As a professor, who was threatened by a student on campus, I am not opposed to allowing faculty and other staff to carry legally. (You have to be at least 21 anyway, so that rules out a lot of the student body.)
I guess my real beef boils down to this:
I wasn't aware of the age limit on permits. And I can understand wanting to defend oneself against threats like the one you received from a student. I'm so sorry.
It just seems so insane to have to go as far as allowing this so that everybody can feel that another Blacksburg won't happen, when what is really needed (or, at the very least, ought to be funded and legislated in addition to it) are better ways of catching these people before a bullet or many bullets are needed to stop them.
5 comments:
A simple solution: the campis police should make sure anyone not a uniformed officer brandishing a weapon will be shot without warning. That might cool off this extremely ban idea.
This is not going to do good things for LSU's atmosphere during home football games...
I wouldn't compare the gunmen at Columbine to the law-abiding concealed carriers who go through the training and application process necessary for carrying a personal gun.
As a professor, who was threatened by a student on campus, I am not opposed to allowing faculty and other staff to carry legally. (You have to be at least 21 anyway, so that rules out a lot of the student body.)
I wasn't aware of the age limit on permits. And I can understand wanting to defend oneself against threats like the one you received from a student. I'm so sorry.

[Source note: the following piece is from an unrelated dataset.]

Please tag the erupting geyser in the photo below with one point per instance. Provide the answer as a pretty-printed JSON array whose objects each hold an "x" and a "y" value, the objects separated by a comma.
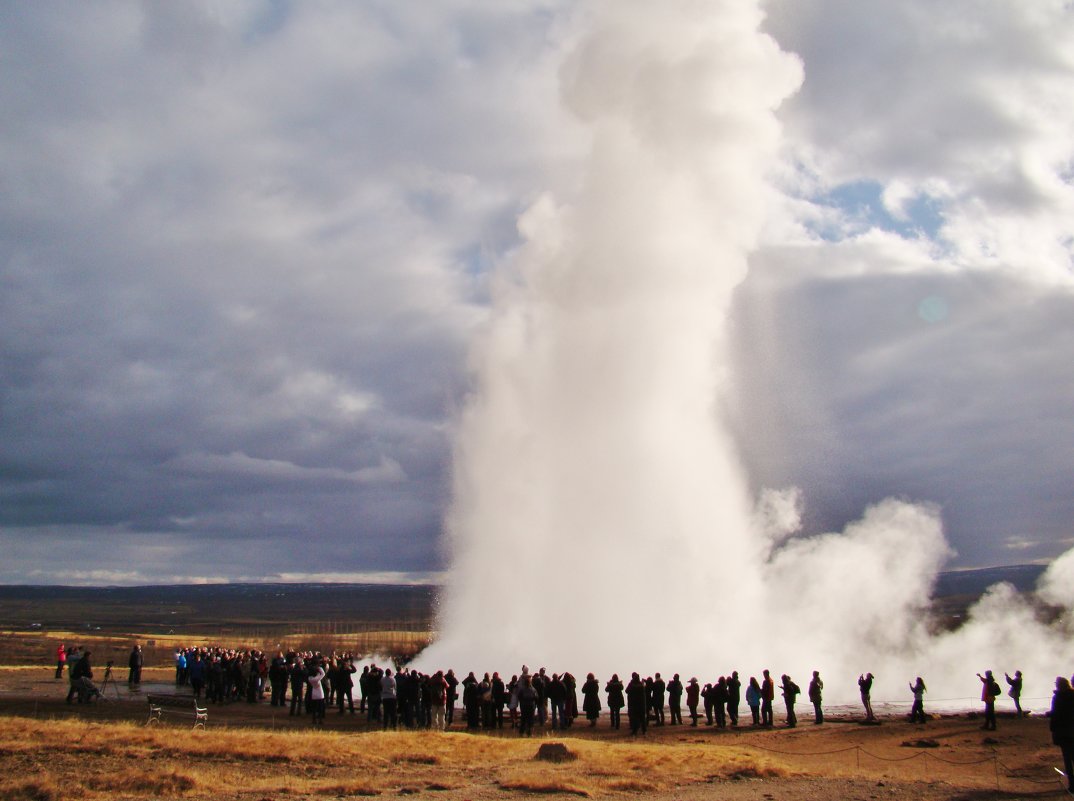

It just seems so insane to have to go as far as allowing this so that everybody can feel that another Blacksburg won't happen, when what is really needed (or, at the very least, ought to be funded and legislated in addition to it) are better ways of catching these people before a bullet or many bullets are needed to stop them.
This is the shit I worry about. Taking the law into one's own hands, assuming oneself an arbiter in the name of patriotism, with disastrous consequences. This society of fear, with emphasis on othering, is only made worse by the introduction of guns.